Schoenthal (skˈə͡ʊnθə͡l; Sko-wen-thaal; or Scho-wen-thal) is a locality/suburb of Lobethal situated in the Adelaide Hills Council and Adelaide Hills region of South Australia, 43 kilometres east-north-east of the state capital, Adelaide.

== History ==
Schoenthal was founded around the 1850s, by mostly German settlers from the Prussian provinces of Brandenburg, Poznań, and Silesia. Foundation initially consisted of large stone barns built by the Pfeiffer family, these barns were used for both storage of and threshing of grain.
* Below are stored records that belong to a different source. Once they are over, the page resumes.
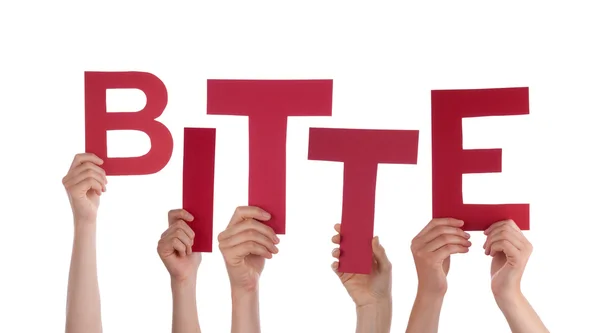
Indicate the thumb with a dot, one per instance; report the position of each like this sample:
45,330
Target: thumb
379,252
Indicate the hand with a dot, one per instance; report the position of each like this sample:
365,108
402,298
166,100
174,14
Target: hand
245,245
510,251
175,247
431,250
84,183
366,289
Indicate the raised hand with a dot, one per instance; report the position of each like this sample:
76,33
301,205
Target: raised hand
366,289
84,183
175,247
432,249
510,251
245,244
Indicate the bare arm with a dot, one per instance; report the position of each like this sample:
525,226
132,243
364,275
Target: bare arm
83,295
185,311
84,183
432,249
520,315
175,250
245,316
510,251
374,318
425,314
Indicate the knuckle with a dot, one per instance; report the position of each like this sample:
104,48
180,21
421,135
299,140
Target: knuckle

Further buildings such as a two storey house along with stables were constructed, also by the Pfeiffer family, specifically Mr. Johann Freidrich Pfeiffer, according to his great, great, grandson, Mr. C.A. Pfeiffer.

== Etymology ==
Schoenthal, in German (Schönthal) meaning 'beautiful valley' was named for its characteristics that include fertile soil, green carpeted landscape, and cool, moderate climate.

During World War One, Schoenthal, like many German-origin place names within South Australia was renamed to 'Boongala' due to anti-German sentiment within government. In 1986 it was reverted back to the original name.

== Facilities ==
Today, Schoenthal is mainly made up of farming, vinyards, and large residential allotments, with a very low population, services are located in nearby larger towns, such as Lobethal, Charleston, and Woodside. Two primary schools, country fire, and a supermarket are located very close-by in Lobethal.

== Transport ==
The locality is serviced by Adelaide Metro buses that run from the Adelaide CBD to Lobethal and along Onkaparinga Valley Road, a main road nearby.